Leadership training is a subset of interpersonal skills education that focuses on developing qualities and talents that are directly relevant to leading other people. Management and leadership development programs have a multiplicative effect: It’s common for everyone to have a negative time if the management is incompetent. Due to leadership training, employees can improve their communication, project management, strategic thinking, and leadership abilities. Skills like crisis management and the technical knowledge needed to handle management-specific software and tools can be incorporated into leadership training. It is important to note that leadership development programs are meant to complement, not replace, career coaching. No matter what their current position or future goals may be, with the guidance of a coach, any worker may make the most of their professional experience.
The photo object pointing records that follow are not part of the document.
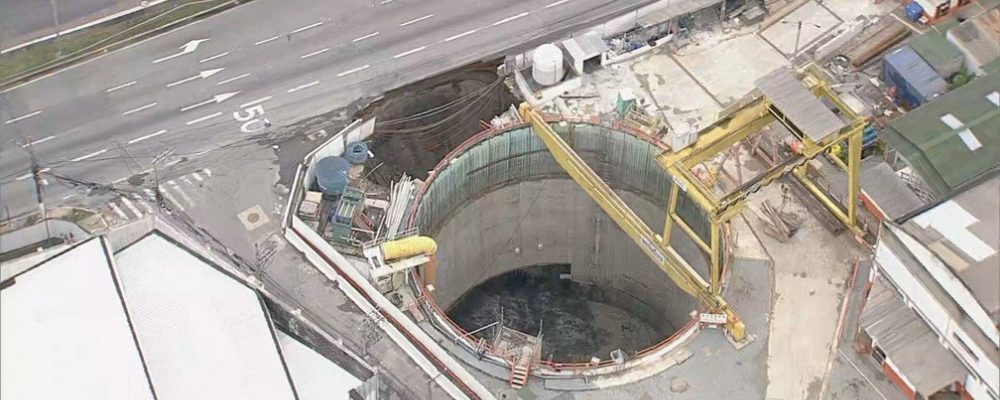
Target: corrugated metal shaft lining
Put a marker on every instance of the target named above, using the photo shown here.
(799, 105)
(621, 159)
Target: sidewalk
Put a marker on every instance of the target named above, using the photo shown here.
(27, 21)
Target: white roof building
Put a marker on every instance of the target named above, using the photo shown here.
(151, 321)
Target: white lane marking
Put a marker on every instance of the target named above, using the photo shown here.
(122, 86)
(186, 48)
(137, 197)
(118, 211)
(258, 43)
(201, 75)
(26, 176)
(135, 110)
(181, 192)
(23, 117)
(202, 119)
(370, 35)
(306, 27)
(170, 198)
(351, 71)
(232, 79)
(220, 55)
(144, 137)
(91, 155)
(408, 52)
(300, 87)
(34, 142)
(255, 102)
(128, 203)
(508, 19)
(413, 21)
(460, 35)
(215, 99)
(315, 53)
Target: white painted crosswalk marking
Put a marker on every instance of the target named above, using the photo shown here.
(181, 192)
(145, 205)
(131, 206)
(171, 198)
(117, 210)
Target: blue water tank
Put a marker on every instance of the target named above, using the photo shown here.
(356, 153)
(331, 175)
(914, 11)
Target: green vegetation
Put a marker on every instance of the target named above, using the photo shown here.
(113, 32)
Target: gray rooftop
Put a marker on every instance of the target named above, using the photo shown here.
(880, 184)
(799, 105)
(963, 233)
(908, 341)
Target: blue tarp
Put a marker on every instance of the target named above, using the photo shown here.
(913, 80)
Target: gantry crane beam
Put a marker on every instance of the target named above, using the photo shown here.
(662, 254)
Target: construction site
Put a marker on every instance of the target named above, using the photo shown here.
(576, 218)
(720, 200)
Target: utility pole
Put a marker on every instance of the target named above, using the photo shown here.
(798, 33)
(36, 176)
(156, 175)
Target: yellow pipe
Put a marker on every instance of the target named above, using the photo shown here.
(408, 247)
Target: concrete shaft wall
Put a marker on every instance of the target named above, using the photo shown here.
(554, 221)
(493, 205)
Coaching can be a valuable tool for anyone aspiring to a leadership position.

3. Team Training

Involvement and output are both increased through the use of training programs for teams. They help coworkers get along better and enhance operations. These can be presented in an all-at-once setting like a retreat or spread out over a longer time frame like weeks or months. Interpersonal communication, process management, and goal setting are common topics of concentration in team training programs. Training your staff is always a good idea, but it’s especially crucial following a significant organizational shift such as a merger, restructure, or new leader.
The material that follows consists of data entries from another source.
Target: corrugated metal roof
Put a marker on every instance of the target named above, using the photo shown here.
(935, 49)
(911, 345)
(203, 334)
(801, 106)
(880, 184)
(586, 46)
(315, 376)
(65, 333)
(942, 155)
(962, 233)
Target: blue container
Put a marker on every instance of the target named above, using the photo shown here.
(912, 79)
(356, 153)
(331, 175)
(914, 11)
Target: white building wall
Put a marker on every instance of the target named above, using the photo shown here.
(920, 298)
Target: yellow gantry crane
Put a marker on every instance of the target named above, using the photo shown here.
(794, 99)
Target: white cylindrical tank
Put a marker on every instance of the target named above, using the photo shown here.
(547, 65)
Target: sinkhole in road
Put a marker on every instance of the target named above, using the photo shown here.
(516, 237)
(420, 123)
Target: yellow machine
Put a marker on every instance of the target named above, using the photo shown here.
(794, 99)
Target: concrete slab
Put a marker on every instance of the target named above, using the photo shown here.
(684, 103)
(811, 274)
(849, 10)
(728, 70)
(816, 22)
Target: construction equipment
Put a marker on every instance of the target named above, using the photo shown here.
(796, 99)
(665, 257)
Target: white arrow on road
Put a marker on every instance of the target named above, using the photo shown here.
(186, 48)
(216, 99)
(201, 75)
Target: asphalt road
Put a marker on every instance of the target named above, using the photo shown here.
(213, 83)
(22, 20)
4. Instructional Training For New Employees

Onboarding refers to how new employees are educated on all aspects of working for your firm. Onboarding training is similar to compliance training but is focused on the new employee’s first days on the job. All new hires require a solid foundation in the fundamentals, such as how to use the company’s software and other resources, proper methods of communication, where to find help if they run into problems, and so on. Onboarding training content includes information and resources that new hires will need in their initial few weeks at the organization.

While new hires need to learn the basics, it’s also crucial that they don’t feel overwhelmed by their training. Start with the minimum information new hires need to know, then build from there. When employees are overwhelmed with information, they may become anxious and seek other employment. Finally, ensure your staff access resources once their initial training has concluded.

5. Adherence Training

Any mandatory training is considered compliance training. Training of this type might focus on anything from basic security to more advanced technological skills. Employees should learn what they need to know to comply with the law and the business needs. As a result, the specifics of compliance education will differ significantly depending on the organization. Compliance training for a restaurant and a technology startup will be very different. In addition to job-related duties, topics like safety and security are frequently included in compliance training. 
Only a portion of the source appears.